La question principale pour la Cour suprême était de savoir si le paragraphe(b)(2) s’applique dans les affaires rejetées. En fin de compte, la Cour suprême a confirmé le Onzième circuit en déclarant « oui. » Le raisonnement de la Cour suprême était simple. En statuant que le paragraphe(b)(2) s’applique, que le gouvernement intervienne ou non, la Cour suprême s’est fondée sur une lecture en clair de la loi. La Cour suprême a jugé qu’il n’y avait  » aucune base textuelle  » dans la CAF pour appliquer le (b)(2) uniquement aux affaires intervenues.

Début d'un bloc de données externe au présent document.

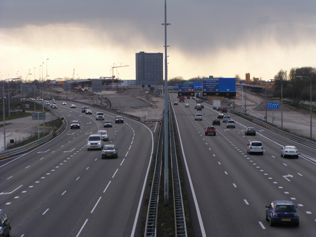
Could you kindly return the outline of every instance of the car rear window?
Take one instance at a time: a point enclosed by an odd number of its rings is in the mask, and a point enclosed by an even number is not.
[[[251,145],[254,147],[261,147],[262,146],[262,143],[252,143]]]
[[[98,132],[98,134],[102,134],[102,135],[106,135],[107,134],[107,132],[106,131],[99,131]]]
[[[100,136],[92,136],[89,137],[89,141],[100,141],[101,138]]]
[[[276,211],[296,211],[295,207],[293,205],[277,205]]]

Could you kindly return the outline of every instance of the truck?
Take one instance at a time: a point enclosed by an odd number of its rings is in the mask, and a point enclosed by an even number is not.
[[[212,104],[213,106],[213,109],[216,109],[218,107],[221,107],[221,101],[219,100],[213,100]],[[215,107],[215,109],[214,107]]]

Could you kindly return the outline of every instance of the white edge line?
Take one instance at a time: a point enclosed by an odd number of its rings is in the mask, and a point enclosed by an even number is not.
[[[137,207],[137,211],[136,211],[136,216],[135,217],[135,219],[134,220],[134,223],[133,225],[133,229],[132,229],[132,233],[131,234],[131,237],[134,237],[135,234],[135,231],[136,228],[136,225],[137,224],[137,222],[138,221],[138,216],[139,215],[139,212],[140,210],[140,207],[142,204],[142,201],[143,200],[143,197],[144,196],[144,192],[145,191],[145,188],[146,186],[146,182],[147,181],[147,179],[148,176],[148,173],[149,173],[149,170],[150,169],[150,165],[151,164],[152,157],[153,155],[154,152],[154,136],[153,132],[151,131],[149,128],[148,128],[145,125],[139,123],[138,121],[136,121],[138,123],[143,126],[147,129],[149,130],[150,133],[151,133],[151,154],[150,155],[150,157],[149,159],[149,162],[148,163],[148,167],[147,168],[147,171],[146,172],[146,175],[145,177],[145,179],[144,180],[144,184],[143,185],[143,189],[142,190],[142,193],[141,194],[140,198],[139,198],[139,202],[138,202],[138,206]],[[76,236],[76,237],[77,237]]]
[[[200,208],[198,206],[198,200],[197,199],[196,196],[195,195],[195,192],[194,191],[194,189],[193,187],[193,185],[192,184],[192,180],[191,179],[191,176],[190,175],[190,173],[189,171],[188,164],[186,163],[186,159],[185,158],[185,155],[184,154],[184,150],[183,149],[183,145],[182,144],[182,140],[181,139],[181,136],[180,135],[180,131],[179,130],[179,126],[178,125],[178,121],[177,120],[177,117],[176,116],[175,113],[174,112],[174,110],[173,109],[173,106],[172,106],[171,107],[172,108],[172,110],[173,111],[173,115],[174,116],[174,118],[175,119],[176,123],[177,124],[177,128],[178,131],[178,134],[179,135],[180,143],[181,145],[181,150],[182,151],[182,155],[183,156],[183,160],[184,161],[184,163],[185,165],[185,169],[186,170],[186,173],[188,175],[188,178],[189,179],[189,182],[190,184],[191,191],[192,193],[192,195],[193,196],[193,199],[194,200],[194,204],[195,205],[195,209],[198,215],[198,219],[199,223],[200,224],[200,228],[201,228],[202,236],[203,237],[206,237],[206,234],[205,232],[205,230],[204,229],[204,225],[203,224],[203,221],[202,220],[202,217],[201,216]]]
[[[95,209],[95,208],[96,207],[97,205],[98,205],[98,204],[99,203],[99,202],[100,201],[100,200],[101,199],[101,198],[102,197],[100,197],[100,198],[99,198],[99,200],[98,200],[98,201],[97,202],[97,203],[96,203],[95,205],[94,205],[94,206],[93,208],[93,209],[92,209],[92,210],[91,211],[91,212],[90,213],[92,213],[92,212],[93,212],[93,211],[94,210],[94,209]]]
[[[111,181],[109,182],[109,183],[107,185],[106,185],[106,187],[105,188],[105,189],[104,191],[103,191],[103,192],[105,192],[105,191],[106,191],[106,189],[107,189],[107,187],[109,186],[109,185],[110,185],[110,184],[111,183]]]
[[[82,231],[82,229],[83,229],[83,228],[84,227],[84,226],[86,225],[86,224],[87,223],[87,222],[88,221],[88,219],[87,219],[86,220],[86,221],[84,222],[83,223],[83,224],[82,225],[82,226],[81,227],[81,228],[80,229],[80,230],[79,231],[79,232],[77,234],[77,235],[76,235],[76,237],[78,237],[79,236],[79,235],[80,234],[80,233],[81,233],[81,231]]]

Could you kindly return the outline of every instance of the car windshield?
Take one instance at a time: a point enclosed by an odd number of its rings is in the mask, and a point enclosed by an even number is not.
[[[105,146],[103,149],[103,150],[115,150],[115,149],[114,146]]]
[[[102,135],[106,135],[107,134],[107,132],[106,131],[99,131],[98,132],[98,134],[101,134]]]
[[[261,147],[262,146],[262,143],[252,143],[251,145],[254,147]]]
[[[296,211],[294,205],[277,205],[276,211]]]
[[[92,136],[89,137],[89,141],[100,141],[101,138],[100,136]]]

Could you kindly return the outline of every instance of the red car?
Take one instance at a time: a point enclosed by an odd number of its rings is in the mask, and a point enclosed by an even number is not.
[[[205,135],[207,136],[209,134],[213,134],[214,136],[216,136],[216,130],[213,126],[209,126],[205,129]]]

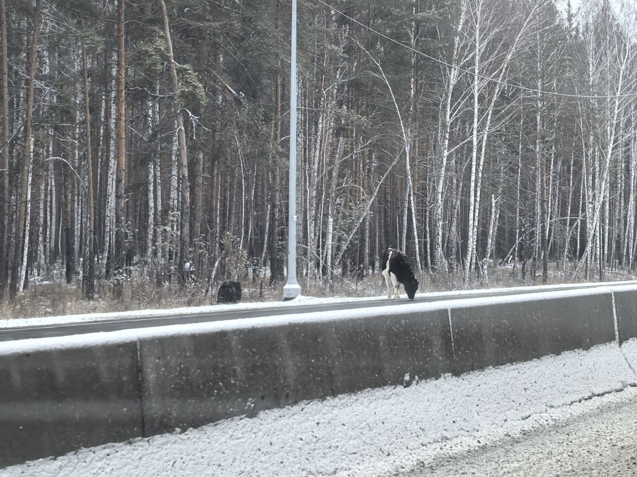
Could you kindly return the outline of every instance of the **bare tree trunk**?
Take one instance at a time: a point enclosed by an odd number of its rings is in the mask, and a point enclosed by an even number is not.
[[[31,179],[33,176],[33,141],[31,141],[31,160],[29,162],[29,178],[27,180],[27,218],[24,223],[24,246],[22,250],[22,263],[20,264],[20,278],[18,279],[18,294],[24,289],[24,279],[27,275],[27,261],[29,258],[29,235],[31,223]]]
[[[88,300],[95,298],[95,207],[93,204],[93,161],[90,144],[90,109],[89,107],[89,66],[86,59],[86,46],[82,48],[82,69],[84,70],[84,115],[86,121],[86,162],[89,182],[89,277],[86,280],[84,296]]]
[[[177,137],[179,141],[180,172],[182,184],[182,229],[180,233],[180,247],[179,263],[177,265],[180,284],[185,284],[183,266],[190,256],[190,192],[188,183],[188,156],[186,149],[186,134],[183,128],[183,118],[182,115],[182,106],[178,100],[179,83],[177,81],[177,71],[173,56],[173,42],[170,36],[170,27],[168,24],[168,15],[166,13],[166,3],[159,0],[161,4],[162,17],[164,19],[164,34],[166,36],[166,49],[168,52],[168,62],[170,66],[170,76],[173,83],[173,112],[177,123]]]
[[[33,95],[35,76],[38,65],[38,33],[39,29],[40,0],[36,0],[35,10],[33,12],[33,38],[31,40],[31,56],[29,57],[29,80],[27,85],[27,117],[24,127],[24,152],[22,165],[22,187],[20,189],[20,207],[18,209],[17,223],[15,230],[15,253],[13,256],[13,266],[11,279],[11,291],[15,294],[18,290],[22,291],[22,285],[18,282],[20,279],[20,266],[22,263],[23,239],[25,239],[24,221],[27,212],[27,195],[29,189],[29,171],[31,170],[31,155],[33,141],[31,132],[31,122],[33,119]],[[28,240],[28,237],[26,238]]]
[[[113,251],[116,281],[113,287],[115,298],[121,298],[124,286],[124,227],[126,222],[126,209],[124,200],[124,174],[126,169],[126,131],[124,121],[126,116],[125,87],[126,81],[126,50],[124,42],[125,0],[117,0],[117,117],[116,119],[117,161],[115,169],[115,243]]]
[[[2,235],[0,236],[0,296],[7,287],[9,237],[9,67],[6,46],[6,5],[0,0],[0,42],[2,53]]]

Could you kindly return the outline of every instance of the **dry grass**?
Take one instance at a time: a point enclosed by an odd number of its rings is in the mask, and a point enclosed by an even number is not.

Que signifie Hunt pour les futures combinaisons FCA?

En fait, Hunt signifie qu’un relateur pourrait avoir jusqu’à 10 ans pour déposer une demande de CAF. Cela est vrai même si le relateur était au courant de l’inconduite alléguée depuis plus de trois ans et même si l’inconduite alléguée s’est produite il y a plus de six ans, tant que trois ans ne se sont pas écoulés depuis que le « fonctionnaire des États-Unis » connaissait ou aurait dû connaître l’inconduite. Le délai de prescription plus long permet aux futurs relateurs de prendre plus facilement le temps de recueillir des preuves à l’appui de leurs revendications et d’attendre avant d’appuyer sur la gâchette pour déposer une plainte.Il y a encore de bonnes nouvelles. Dans les circonstances appropriées, les défendeurs pourront faire valoir que le délai de prescription prévu au point b)2) a expiré en se concentrant sur le fait de savoir si cela fait plus de trois ans qu’un fonctionnaire « connaissait ou aurait dû connaître » les faits importants. Par exemple, si un organisme effectuait une vérification ou qu’il y avait divulgation publique de la conduite, le gouvernement aurait dû être avisé et la période de prescription aurait commencé. Bien entendu, le délai de prescription ne sera jamais inférieur à six ans en raison du paragraphe (b) (1), mais cette stratégie peut aider à limiter le délai de prescription applicable à six ans, plutôt qu’à 10 ans.

Whitney Swart, associée de Foley Summer, a contribué à cet article.